Soros is successful. He generously shares his wealth. He wants to do good things and contribute to good government. He wants to be known as a thinker. These are all commendable things and we should certainly hold him in respect for them. It is just that as one reads of his life, as Slater presents it, one comes away feeling that he is not completely comfortable with who he is.

People talk about how both Barack and Michelle Obama seem comfortable with who they are. That is one reason, people contend, that they can project themselves so well to others. They are not trying to be someone they are not. I do not get the same feeling when I read this book about George Soros.

From everything that is public about him, it seems Soros has legitimately earned his fortune. He has worked hard, he has taken risks, and has guessed right more often and in larger amounts that he has guessed wrong. He has set up and led several organizations and has retained talented individuals who have remained loyal and supportive of him. And, he has sustained his position at or near the top of the performance ladder for many years. He remains very, very wealthy.

His secret? Slater tries to get at this, but the best answer he can come up with is that Soros has great intuition. Soros is quoted as saying, “In the final analysis, you must rely on your instincts for survival.” Work hard, read widely, study, study, study…and then…well…? We are told that investing “is a business that doesn’t necessarily lend itself to logical, rational thinking. It’s an intuitive process.”

Soros attempts to provide us with his insight into how markets work and how investors make money. In his major effort to comprehensively explain how he sees the world work, “The Alchemy of Finance”, he describes a world in which all views of the world are “flawed or distorted.” The ‘academic’ models that assume investors have complete information and act rationally with this information are best kept in the academy.

The price of an asset, he contends, is “a result of perceptions that (are) as much the outcome of emotions as of hard data.” Soros uses the term ‘reflexivity’ to describe the connection between these flawed perceptions and the course of events, a connection that, from time-to-time, produces a ‘self-reinforcing factor’ that interacts with ‘underlying trends’ to create wide swings in individual prices or in movements in whole markets. In other words, “Flawed perceptions cause markets ‘to feed on themselves.’”

The Soros effort to provide ‘intellectual’ support to how he views the world falls into the category of economic theories that blame “irrational” explanations for the movement of markets. A recent ‘academic’ presentation of this approach is the book by Robert Shiller and George Akerlof entitled Animal Spirits. Animal spirits, according to Shiller and Akerlof, are related to “noneconomic motives” that are major influences on people making economic decisions: motives like confidence, fairness, corruption and bad faith, money illusion, and stories. Because of these motives, they argue, financial markets will, from time to time, fall into chaos since animal spirits tend to drive the economy sometimes one way and sometimes another causing markets to fluctuate more excessively than if investors had complete information and acted rationally.

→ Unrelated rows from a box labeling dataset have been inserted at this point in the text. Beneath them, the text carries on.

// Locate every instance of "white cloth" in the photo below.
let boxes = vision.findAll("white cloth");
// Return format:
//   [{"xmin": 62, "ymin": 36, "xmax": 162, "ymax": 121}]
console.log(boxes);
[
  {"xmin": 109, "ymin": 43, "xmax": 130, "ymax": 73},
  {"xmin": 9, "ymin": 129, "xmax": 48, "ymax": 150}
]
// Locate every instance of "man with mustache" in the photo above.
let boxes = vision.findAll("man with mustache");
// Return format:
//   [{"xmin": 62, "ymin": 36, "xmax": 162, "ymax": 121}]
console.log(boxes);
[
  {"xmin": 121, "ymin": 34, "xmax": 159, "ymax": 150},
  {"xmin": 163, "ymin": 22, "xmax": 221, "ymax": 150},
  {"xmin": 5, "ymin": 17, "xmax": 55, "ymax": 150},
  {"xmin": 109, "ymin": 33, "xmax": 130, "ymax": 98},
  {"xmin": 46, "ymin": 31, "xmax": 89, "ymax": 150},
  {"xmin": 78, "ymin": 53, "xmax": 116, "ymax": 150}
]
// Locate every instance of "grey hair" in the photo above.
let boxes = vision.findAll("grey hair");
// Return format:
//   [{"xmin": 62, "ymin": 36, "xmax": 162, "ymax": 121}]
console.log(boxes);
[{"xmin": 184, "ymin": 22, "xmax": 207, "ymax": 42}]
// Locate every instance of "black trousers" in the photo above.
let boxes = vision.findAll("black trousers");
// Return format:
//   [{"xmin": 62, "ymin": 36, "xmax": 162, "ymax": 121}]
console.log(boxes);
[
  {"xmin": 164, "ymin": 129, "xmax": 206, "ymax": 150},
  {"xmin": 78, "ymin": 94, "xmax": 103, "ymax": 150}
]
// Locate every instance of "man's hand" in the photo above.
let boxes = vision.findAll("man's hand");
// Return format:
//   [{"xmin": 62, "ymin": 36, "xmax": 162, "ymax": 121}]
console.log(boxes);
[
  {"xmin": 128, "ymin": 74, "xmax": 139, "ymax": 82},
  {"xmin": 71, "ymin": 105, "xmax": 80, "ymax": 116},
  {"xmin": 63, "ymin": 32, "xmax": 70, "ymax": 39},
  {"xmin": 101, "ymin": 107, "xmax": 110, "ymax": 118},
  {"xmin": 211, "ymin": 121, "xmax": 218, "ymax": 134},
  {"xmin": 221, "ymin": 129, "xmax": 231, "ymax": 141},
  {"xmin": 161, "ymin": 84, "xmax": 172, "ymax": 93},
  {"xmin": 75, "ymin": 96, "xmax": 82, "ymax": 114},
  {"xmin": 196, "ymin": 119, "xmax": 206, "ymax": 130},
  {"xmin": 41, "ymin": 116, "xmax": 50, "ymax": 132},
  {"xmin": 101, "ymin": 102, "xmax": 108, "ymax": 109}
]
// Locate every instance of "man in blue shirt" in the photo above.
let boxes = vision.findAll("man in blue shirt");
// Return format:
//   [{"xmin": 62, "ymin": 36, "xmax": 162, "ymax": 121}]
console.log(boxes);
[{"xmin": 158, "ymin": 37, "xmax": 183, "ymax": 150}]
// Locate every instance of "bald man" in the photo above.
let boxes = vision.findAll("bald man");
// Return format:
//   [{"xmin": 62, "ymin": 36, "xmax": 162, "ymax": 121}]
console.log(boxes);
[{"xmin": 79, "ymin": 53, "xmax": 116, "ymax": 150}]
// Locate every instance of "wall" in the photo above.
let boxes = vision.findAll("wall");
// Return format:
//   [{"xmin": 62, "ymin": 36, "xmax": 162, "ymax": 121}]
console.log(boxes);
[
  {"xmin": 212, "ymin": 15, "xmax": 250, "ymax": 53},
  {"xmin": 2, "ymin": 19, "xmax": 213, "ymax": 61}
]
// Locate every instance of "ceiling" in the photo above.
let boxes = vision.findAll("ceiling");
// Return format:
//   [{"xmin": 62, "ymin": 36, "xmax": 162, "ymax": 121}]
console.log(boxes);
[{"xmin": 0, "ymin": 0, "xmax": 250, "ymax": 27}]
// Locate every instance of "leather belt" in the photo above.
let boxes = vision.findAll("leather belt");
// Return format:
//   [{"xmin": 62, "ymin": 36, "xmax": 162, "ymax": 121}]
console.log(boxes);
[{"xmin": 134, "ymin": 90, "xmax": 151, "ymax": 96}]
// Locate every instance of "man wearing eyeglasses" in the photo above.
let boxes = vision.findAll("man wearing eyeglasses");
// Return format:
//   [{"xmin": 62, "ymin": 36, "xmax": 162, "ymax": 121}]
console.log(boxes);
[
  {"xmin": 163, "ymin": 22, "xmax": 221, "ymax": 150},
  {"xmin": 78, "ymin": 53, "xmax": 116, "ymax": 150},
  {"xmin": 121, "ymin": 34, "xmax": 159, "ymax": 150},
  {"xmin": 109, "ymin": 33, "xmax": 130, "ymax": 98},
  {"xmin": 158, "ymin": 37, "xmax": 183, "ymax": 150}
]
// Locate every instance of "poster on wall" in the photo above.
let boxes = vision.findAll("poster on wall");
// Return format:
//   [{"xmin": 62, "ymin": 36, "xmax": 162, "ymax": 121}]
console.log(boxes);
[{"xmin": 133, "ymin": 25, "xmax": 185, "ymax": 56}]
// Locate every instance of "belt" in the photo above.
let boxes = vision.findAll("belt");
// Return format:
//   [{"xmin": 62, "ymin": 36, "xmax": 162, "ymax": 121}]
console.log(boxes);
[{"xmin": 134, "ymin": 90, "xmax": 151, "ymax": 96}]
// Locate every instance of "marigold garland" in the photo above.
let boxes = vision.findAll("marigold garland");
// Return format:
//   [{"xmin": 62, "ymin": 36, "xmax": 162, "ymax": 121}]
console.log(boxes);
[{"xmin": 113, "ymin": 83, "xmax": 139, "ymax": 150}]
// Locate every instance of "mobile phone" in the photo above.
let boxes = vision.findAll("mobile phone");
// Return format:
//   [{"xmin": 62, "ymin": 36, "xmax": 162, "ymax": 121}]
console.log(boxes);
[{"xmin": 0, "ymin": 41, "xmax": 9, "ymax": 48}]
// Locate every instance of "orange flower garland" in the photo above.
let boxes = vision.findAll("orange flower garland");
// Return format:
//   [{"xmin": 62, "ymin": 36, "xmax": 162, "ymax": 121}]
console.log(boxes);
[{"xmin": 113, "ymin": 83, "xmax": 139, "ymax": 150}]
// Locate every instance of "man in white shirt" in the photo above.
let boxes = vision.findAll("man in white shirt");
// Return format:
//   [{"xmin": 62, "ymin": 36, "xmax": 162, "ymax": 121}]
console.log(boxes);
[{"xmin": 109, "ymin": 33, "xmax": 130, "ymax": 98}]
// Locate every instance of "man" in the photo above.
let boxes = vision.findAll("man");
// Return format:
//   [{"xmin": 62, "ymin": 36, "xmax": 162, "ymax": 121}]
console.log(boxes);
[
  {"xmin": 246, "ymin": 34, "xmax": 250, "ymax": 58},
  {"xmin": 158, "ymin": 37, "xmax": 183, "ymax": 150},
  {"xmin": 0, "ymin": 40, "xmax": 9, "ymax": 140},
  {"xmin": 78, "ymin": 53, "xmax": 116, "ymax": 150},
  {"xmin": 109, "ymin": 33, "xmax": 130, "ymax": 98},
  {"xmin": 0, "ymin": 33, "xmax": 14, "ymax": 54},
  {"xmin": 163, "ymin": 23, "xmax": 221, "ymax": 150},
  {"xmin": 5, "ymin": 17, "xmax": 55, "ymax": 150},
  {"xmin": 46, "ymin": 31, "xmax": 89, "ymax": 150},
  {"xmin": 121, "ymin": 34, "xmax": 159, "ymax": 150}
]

To perform well in these markets one must act intuitively and respond on the basis of instinct, attributes that Soros seems to have a plentiful supply of. However, intuition and instinct cannot be taught. They cannot be modeled. Soros, as a thinker and a writer, just does not possess the skills of a Shiller or Akerlof to present such a picture of the world coherently or cogently. And why should we expect this since we are told that Soros has never been more that an average scholar, even in college. Still he tries, for he wants to be a “philosopher.”

This, however, does not seem to satisfy the world famous investor and so he has branched out into ‘good works’ (his philanthropic efforts) and to changing how the world is governed (his efforts to promote liberal causes and open societies). People listen to him. Well, why shouldn’t they? He has lots and lots of money and he has been very willing to give it away to others. I’d listen to him too. It is a small price to pay.

Slater does a good job of relating the events in the life of George Soros: his upbringing in Hungary, his stay in London, his education at the London School of Economics (where he met and interacted with Karl Popper) and his move to New York. He follows Soros through the ups and downs of his investment career, spending a total of three chapters on his “greatest coup,” the “remarkable bet against the pound” in 1992, which “made him a world-famous investor.”

Read this book for the story of the man. Read this book as a history of the period. But, don’t read the book to learn how to invest like George Soros. And don’t read the book to see how all that George Soros has done has led to a contented life.